The county court did not err in granting Wide Open’s motion for directed verdict. On cross appeal, National argues that the county court based its ruling on National’s failure to satisfy the common law elements of fraud as opposed to the elements of fraud as defined by the insurance policy, the PIP statute and the insurance fraud statute. The record does not demonstrate that the county court based its ruling on National’s failure to establish the common law elements of fraud. Rather, the county court based its ruling on National’s failure to establish its affirmative defense. National did not present sufficient evidence that the assignor knowingly submitted false or misleading statements relating to the claim or charges with the intent to injure, defraud or deceive National. Viewing the evidence and all inferences of fact in a light most favorable to National, no proper view of the evidence could sustain a verdict as to the affirmative defense of insurance fraud in favor of National. Compare Quayside Associates, Ltd. v. Triefler, 506 So. 2d 6, 7 (Fla. 3d DCA 1987) (holding that a directed verdict on the fraud claim was correct because there was no evidence of fraud) and Barth v. Khubani, 705 So. 2d 72, 73 (Fla. 3d DCA 1997) [23 Fla. L. Weekly D63d] (finding that the trial court erred by granting a directed verdict on the plaintiff’s count for fraud where there was testimony to support the elements of the claim).
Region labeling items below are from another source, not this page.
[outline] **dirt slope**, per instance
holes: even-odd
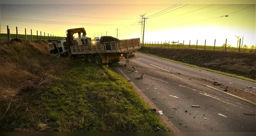
[[[254,53],[148,47],[138,51],[255,79]]]

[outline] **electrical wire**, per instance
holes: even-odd
[[[60,22],[60,21],[49,21],[49,20],[35,20],[35,19],[22,19],[22,18],[9,18],[8,17],[1,17],[1,19],[3,20],[6,20],[6,19],[16,19],[16,20],[26,20],[26,21],[41,21],[41,22],[50,22],[51,23],[61,23],[62,24],[78,24],[78,25],[84,25],[85,24],[83,23],[75,23],[75,22]],[[111,26],[111,25],[125,25],[125,24],[98,24],[98,23],[87,23],[87,25],[90,25],[90,24],[92,24],[92,25],[101,25],[101,26]]]
[[[4,9],[4,8],[1,8],[1,11],[2,10],[3,11],[9,11],[9,12],[10,12],[22,13],[24,13],[30,14],[35,14],[35,15],[46,15],[46,16],[72,17],[72,18],[77,18],[79,17],[80,18],[93,19],[116,19],[116,20],[134,20],[135,19],[135,18],[107,18],[107,17],[93,17],[93,16],[79,16],[79,15],[71,15],[62,14],[56,14],[56,15],[53,15],[52,13],[44,13],[44,12],[32,12],[32,11],[27,11],[22,10],[23,11],[26,11],[26,12],[30,12],[30,13],[28,13],[28,12],[20,12],[20,11],[10,11],[10,10],[2,10],[2,8]],[[11,10],[17,10],[12,9]],[[35,13],[32,13],[32,12],[39,13],[41,13],[41,14]]]
[[[253,6],[253,5],[255,5],[255,4],[253,4],[253,5],[251,5],[251,6],[248,6],[248,7],[245,7],[245,8],[243,8],[243,9],[242,9],[242,10],[239,10],[239,11],[236,11],[236,12],[233,12],[233,13],[230,13],[230,14],[228,14],[228,15],[231,15],[231,14],[234,14],[234,13],[236,13],[236,12],[239,12],[239,11],[241,11],[241,10],[244,10],[244,9],[245,9],[245,8],[248,8],[248,7],[251,7],[251,6]]]
[[[168,8],[170,8],[171,7],[172,7],[173,6],[175,6],[175,5],[177,5],[177,4],[175,4],[175,5],[173,5],[173,6],[171,6],[171,7],[168,7],[168,8],[166,8],[166,9],[163,10],[162,10],[162,11],[159,11],[159,12],[157,12],[157,13],[155,13],[155,14],[152,14],[152,15],[151,15],[148,16],[147,17],[150,17],[150,16],[152,16],[153,15],[155,15],[155,14],[157,14],[157,13],[159,13],[159,12],[162,12],[162,11],[163,11],[166,10],[167,10],[167,9],[168,9]],[[181,5],[181,4],[180,4],[180,5]],[[167,10],[167,11],[168,11],[168,10]]]
[[[166,20],[167,20],[170,19],[171,19],[171,18],[174,18],[174,17],[178,17],[179,16],[181,16],[181,15],[183,15],[186,14],[188,14],[188,13],[191,13],[191,12],[194,12],[194,11],[198,11],[198,10],[201,10],[201,9],[205,8],[205,7],[209,7],[209,6],[212,6],[213,5],[215,5],[215,4],[212,4],[212,5],[209,5],[209,6],[205,6],[205,7],[202,7],[201,8],[198,9],[197,10],[194,10],[193,11],[191,11],[189,12],[187,12],[186,13],[184,13],[184,14],[183,14],[180,15],[179,15],[178,16],[175,16],[174,17],[171,17],[171,18],[168,18],[168,19],[166,19],[163,20],[162,20],[161,21],[163,21]]]
[[[202,14],[204,14],[207,13],[208,13],[211,12],[212,11],[216,11],[216,10],[219,10],[219,9],[222,9],[222,8],[224,8],[224,7],[227,7],[230,6],[231,6],[231,5],[234,5],[234,4],[231,4],[231,5],[229,5],[228,6],[224,6],[224,7],[221,7],[220,8],[217,8],[217,9],[215,9],[215,10],[213,10],[212,11],[208,11],[208,12],[204,12],[204,13],[201,13],[201,14],[198,14],[198,15],[194,15],[194,16],[191,16],[189,17],[187,17],[187,18],[183,18],[182,19],[187,19],[187,18],[191,18],[192,17],[195,17],[195,16],[198,16],[198,15],[202,15]]]
[[[158,17],[158,16],[161,16],[161,15],[163,15],[163,14],[166,14],[166,13],[169,13],[169,12],[171,12],[172,11],[175,11],[175,10],[177,10],[177,9],[179,9],[179,8],[182,8],[182,7],[184,7],[184,6],[187,6],[187,5],[188,5],[188,4],[186,5],[185,5],[183,6],[182,6],[182,7],[179,7],[179,8],[176,8],[176,9],[175,9],[175,10],[172,10],[172,11],[169,11],[169,12],[167,12],[167,13],[163,13],[163,14],[160,14],[160,15],[158,15],[158,16],[154,16],[154,17],[150,17],[150,18],[153,18],[153,17]]]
The county court did not abuse its discretion in denying National’s motion for entitlement to attorney’s fees and costs. National argues that the county court abused its discretion when it determined that National’s proposal of settlement was served in bad faith. Once entitlement is established under the offer of judgment statute, a trial court may, in its discretion, disallow an award of fees and costs, if it determines that the proposal was not made in good faith. See Fla. R. Civ. P. 1.442; § 768.79(1), Fla. Stat. (2011). Determining good faith turns entirely on whether the offeror had a reasonable foundation upon which to make the offer and made it with the intent to settle the claim if the offer had been accepted. Hall v. Lexington Ins. Co., 895 So. 2d 1161, 1166 (Fla. 4th DCA 2005) [30 Fla. L. Weekly D466a]. The county court’s order denying National’s motion for entitlement to attorney’s fees and costs clearly sets forth the background of the underlying case as well as the county court’s conclusions of law. Given that the underlying case was in litigation at least two years before National’s proposal and remained in litigation for another two years, not inclusive of appellate proceedings, the county court’s determination that National did not have a reasonable foundation upon which to make the offer and did not make it with an intent to settle is not one that no reasonable judge could make. See Canakaris v. Canakaris, 382 So. 2d 1197, 1203 (Fla. 1980) (A court abuses its discretion when no reasonable judge would take the view adopted by such court).

Accordingly, the final judgment in favor of National is hereby AFFIRMED. The order denying motion for entitlement to attorney’s fees and costs is hereby AFFIRMED. Wide Open’s Motion for Appellate Attorney’s Fees is hereby DENIED. (PHILLIPS, GATES and IMPERATO, JJ., concur.)